Why would a greedy company ever intentionally reduce the value to $0 via destruction instead of selling it for $10M?

10M sale plus a 80M deduction is far better than a $90M deduction.



I already answered that. Because the value of doing so is greater than $10 million. Hence, the value of the movie is NOT $0, even when it is deleted they still retain the exclusive rights and that has value. So to say the value is $0 is a lie. When the movie studio claims “Oh boo hoo our movie is worth $0 we need to write it all off” They are lying and the IRS should call it for the bullshit it is and make them take a smaller reduction for the expenses minus the residual value of the movie.


I think you fundamentally misunderstand what's being written down to zero. The movie is being written down to zero, not all of these extended rights and IP you're talking about.

That's how a company can lose more money on a $10 million sale then deleting it. If you have to include more than $10 worth of IP or obligations with the sale is a negative return. Alternatively, selling a movie could cost you more than $10 million in losses on a different movie.

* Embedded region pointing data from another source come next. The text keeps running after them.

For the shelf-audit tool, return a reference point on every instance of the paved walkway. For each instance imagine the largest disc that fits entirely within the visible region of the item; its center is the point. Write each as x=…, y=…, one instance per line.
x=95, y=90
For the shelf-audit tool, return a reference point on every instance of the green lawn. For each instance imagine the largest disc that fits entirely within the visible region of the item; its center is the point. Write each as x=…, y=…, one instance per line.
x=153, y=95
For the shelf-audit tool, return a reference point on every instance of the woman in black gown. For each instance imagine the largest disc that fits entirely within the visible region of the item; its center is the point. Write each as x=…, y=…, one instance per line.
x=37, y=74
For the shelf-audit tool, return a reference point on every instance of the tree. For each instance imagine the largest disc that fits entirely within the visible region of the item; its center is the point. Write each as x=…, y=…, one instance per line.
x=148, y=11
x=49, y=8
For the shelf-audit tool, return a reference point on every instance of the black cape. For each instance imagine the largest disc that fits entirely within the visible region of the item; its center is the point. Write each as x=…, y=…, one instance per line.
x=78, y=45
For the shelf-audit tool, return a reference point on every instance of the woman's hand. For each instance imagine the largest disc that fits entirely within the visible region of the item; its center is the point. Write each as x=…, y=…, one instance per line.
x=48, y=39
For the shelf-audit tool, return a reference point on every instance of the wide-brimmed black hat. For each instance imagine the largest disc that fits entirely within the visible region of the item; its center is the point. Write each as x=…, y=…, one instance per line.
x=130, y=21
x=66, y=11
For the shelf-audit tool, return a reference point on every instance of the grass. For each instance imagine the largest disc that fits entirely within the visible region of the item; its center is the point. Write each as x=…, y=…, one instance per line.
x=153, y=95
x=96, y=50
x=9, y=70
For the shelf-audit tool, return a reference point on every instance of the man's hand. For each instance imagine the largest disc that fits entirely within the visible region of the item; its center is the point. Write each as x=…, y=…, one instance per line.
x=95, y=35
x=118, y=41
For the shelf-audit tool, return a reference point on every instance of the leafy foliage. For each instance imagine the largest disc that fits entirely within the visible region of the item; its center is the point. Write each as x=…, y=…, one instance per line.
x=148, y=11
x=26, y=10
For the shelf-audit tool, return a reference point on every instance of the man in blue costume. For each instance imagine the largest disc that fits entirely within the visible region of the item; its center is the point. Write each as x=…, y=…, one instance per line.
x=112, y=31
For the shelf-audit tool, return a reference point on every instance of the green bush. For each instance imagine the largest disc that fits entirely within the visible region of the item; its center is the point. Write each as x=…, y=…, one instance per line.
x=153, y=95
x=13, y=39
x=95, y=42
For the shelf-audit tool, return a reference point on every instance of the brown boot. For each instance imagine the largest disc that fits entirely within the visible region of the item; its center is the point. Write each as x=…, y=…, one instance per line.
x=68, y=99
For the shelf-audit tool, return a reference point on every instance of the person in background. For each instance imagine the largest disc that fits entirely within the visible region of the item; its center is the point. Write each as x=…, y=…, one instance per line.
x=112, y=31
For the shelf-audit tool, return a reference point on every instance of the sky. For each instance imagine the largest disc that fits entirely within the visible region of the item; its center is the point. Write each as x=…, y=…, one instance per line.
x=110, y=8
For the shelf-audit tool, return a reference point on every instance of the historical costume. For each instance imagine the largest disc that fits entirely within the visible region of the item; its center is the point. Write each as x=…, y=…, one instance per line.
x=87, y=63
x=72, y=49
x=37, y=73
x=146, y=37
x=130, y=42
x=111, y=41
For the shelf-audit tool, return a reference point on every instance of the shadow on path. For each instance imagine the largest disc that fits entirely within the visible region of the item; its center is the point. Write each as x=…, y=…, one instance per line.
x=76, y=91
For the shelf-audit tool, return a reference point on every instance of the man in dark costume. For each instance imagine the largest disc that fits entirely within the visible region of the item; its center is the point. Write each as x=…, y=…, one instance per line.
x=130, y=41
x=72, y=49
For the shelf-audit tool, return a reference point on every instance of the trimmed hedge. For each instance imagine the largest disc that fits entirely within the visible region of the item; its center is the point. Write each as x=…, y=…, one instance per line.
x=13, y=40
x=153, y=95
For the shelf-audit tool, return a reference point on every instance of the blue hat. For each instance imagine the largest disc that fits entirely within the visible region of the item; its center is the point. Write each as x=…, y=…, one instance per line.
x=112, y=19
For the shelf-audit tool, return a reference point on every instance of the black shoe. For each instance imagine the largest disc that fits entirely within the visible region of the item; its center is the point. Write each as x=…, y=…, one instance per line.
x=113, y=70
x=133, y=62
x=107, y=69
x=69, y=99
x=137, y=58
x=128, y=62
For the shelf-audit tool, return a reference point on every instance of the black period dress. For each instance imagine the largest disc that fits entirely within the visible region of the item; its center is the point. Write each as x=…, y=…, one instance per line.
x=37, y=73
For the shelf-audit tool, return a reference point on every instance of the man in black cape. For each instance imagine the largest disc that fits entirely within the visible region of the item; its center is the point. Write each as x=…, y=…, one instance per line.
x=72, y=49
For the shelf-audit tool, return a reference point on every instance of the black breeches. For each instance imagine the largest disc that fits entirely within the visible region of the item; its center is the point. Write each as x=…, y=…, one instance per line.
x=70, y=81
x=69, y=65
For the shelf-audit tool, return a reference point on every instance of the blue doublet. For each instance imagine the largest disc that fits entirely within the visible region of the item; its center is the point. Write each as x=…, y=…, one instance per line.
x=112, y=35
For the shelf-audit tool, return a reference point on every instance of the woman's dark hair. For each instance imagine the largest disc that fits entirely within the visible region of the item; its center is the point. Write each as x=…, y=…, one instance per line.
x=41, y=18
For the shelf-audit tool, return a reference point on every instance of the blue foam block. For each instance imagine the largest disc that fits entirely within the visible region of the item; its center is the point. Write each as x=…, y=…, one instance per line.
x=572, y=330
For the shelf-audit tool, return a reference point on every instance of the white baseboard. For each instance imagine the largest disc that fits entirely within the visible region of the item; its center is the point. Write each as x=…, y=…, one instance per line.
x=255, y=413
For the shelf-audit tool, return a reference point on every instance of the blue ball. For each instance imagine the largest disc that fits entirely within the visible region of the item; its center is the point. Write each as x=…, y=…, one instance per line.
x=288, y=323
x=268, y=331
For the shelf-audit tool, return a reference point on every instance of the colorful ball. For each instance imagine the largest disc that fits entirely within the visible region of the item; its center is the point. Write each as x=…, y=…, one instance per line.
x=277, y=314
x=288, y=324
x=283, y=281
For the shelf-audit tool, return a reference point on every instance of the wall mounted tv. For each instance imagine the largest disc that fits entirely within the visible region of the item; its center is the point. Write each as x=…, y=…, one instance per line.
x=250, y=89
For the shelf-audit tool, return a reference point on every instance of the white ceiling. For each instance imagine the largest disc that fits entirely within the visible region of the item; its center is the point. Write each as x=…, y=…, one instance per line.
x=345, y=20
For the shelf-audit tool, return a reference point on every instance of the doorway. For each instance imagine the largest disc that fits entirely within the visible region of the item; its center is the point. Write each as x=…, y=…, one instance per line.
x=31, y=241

These are all legitimate reasons to destroy instead of sell it. Avoiding costs are fundamentally different than increased Revenue for the purpose of taxes, even if they're monetary value is the same. Cost avoidance is not taxable value creation.

I can save $20 in laundry fees by not shitting in my bed, but I don't pay taxes on the value I saved. This is for two reasons. First, I'm no richer off after not shitting in my bed then I was before. Second, the alternative is I would have to pay taxes on every second of every day I chose not to shit in my bed.

I don't think that any retained rights are being valued at zero, besides the distribution rights to a a movie that doesn't exist.

If they keep the rights to develop a script, for example, that would have some tiny residual value.


They’re not avoiding any costs by selling the movie. They would just have a smaller loss than if they didn’t sell it. They don’t have to sell the entire rights to the underlying IP, just the one movie. Nobody is taxing anyone for avoiding losses.

You clearly have some kind of philosophical objection to taxes in general and a very confused notion that companies are allowed to just deduct anything they want without any restrictions and that is not how this works in the slightest.

This isn’t complicated. If you make a movie and release it and nobody goes to see, ok you lost money, write it off. If you make a movie and it’s not working out and you sell the rights to someone else to cut your losses, ok you lost money, write it off. If you make a movie and then you’re like “jk lol I just want tax deductionz plz.” No, screw you. You’re just playing games with the tax system instead of making movies, so fuck off.